Where the Amateur may pause, reluctant to take authority over her skill, the Professional will glide past, almost in a drunken dance to a waltz whose beginning she knows well. She’s been here before and has mastered its cunning elegance in meter, its intoxicating, cascading arpeggios, as well as the undeniable risk involved in following it through narrow corridors. Yet, as she dances, new flowers bloom in the fields of her mind, the windows of her ears are blown open, and new winds come in and flow throughout the whole of her, such that even when she reaches that point in the waltz that she’s never encountered before, the Professional can let herself be taken by the winds of its whims. 

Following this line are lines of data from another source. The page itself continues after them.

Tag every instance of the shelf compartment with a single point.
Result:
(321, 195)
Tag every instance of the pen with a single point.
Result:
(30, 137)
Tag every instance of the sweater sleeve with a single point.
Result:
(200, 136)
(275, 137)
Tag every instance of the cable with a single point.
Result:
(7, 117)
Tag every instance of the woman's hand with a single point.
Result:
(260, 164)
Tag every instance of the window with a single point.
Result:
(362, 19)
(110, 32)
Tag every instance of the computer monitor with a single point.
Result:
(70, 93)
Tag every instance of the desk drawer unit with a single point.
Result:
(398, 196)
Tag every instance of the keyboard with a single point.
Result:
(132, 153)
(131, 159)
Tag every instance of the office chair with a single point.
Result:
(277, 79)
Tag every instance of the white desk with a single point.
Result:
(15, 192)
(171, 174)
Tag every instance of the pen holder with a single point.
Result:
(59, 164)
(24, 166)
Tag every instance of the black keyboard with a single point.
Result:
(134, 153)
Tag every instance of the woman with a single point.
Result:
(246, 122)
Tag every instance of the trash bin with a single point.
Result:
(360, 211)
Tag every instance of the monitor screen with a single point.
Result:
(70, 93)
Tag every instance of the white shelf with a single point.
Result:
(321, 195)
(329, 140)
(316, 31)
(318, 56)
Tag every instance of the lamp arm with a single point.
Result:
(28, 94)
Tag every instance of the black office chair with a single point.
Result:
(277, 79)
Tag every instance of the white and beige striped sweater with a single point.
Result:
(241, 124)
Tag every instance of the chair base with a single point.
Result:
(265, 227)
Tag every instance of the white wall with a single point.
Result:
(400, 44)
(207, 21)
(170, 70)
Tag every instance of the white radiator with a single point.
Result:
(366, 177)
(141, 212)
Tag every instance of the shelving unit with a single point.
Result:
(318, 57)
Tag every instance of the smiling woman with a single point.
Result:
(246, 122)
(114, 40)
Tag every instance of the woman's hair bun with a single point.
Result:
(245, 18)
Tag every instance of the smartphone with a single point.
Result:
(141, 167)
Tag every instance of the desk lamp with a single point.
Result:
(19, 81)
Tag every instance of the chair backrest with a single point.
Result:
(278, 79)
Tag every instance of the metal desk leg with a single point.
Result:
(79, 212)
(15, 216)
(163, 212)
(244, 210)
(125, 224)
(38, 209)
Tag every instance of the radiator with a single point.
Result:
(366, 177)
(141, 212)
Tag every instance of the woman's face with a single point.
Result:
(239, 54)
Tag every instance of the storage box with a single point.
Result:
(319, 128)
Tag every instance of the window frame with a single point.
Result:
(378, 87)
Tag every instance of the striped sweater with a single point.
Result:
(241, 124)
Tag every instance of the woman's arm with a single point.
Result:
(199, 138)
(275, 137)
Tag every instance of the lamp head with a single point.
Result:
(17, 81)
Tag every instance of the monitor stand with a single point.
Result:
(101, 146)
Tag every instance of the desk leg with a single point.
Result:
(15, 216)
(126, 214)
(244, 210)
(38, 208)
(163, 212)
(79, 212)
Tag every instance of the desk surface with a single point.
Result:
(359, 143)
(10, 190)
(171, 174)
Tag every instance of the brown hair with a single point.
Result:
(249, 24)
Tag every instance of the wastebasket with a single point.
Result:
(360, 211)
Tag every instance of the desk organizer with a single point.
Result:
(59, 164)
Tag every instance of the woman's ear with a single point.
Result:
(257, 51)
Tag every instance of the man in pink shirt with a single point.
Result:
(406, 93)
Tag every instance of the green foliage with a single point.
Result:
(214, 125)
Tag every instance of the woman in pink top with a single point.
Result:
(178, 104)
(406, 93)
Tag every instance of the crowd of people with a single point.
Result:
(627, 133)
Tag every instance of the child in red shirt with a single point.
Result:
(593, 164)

We can think of the dynamic between the professional and the amateur as the dynamic between a master and a student. There may be a period of delay in between the moment a student becomes a master and the moment a student becomes aware of her mastery. For a period of time, the Amateur looks to the outside world to satisfy all that is confused inside of her. To take an idea from Rilke, I would say that the mastery enters into the Amateur unassumingly, without alarm, and she is changed immediately, in the way that a house changes when a guest enters into it. And eventually she can perceive herself as a Professional and in a perfect situation, so too does the world. 

About Money 

If we take into consideration the root ‘profession’ in professional, then we can consider the economic implications of the distinction between a professional and an amateur. A professional is a skilled worker who is awarded money for her work. From her skill, she makes a ‘profession’, one that continually drives her overall purpose for creating, and becomes dependent on extrinsic value in order to remain alive. 

In the same token, I take it as no accident that the root ‘ama’ is found in the word ‘amateur’, depicting the root of love, or soul in the work of the amateur.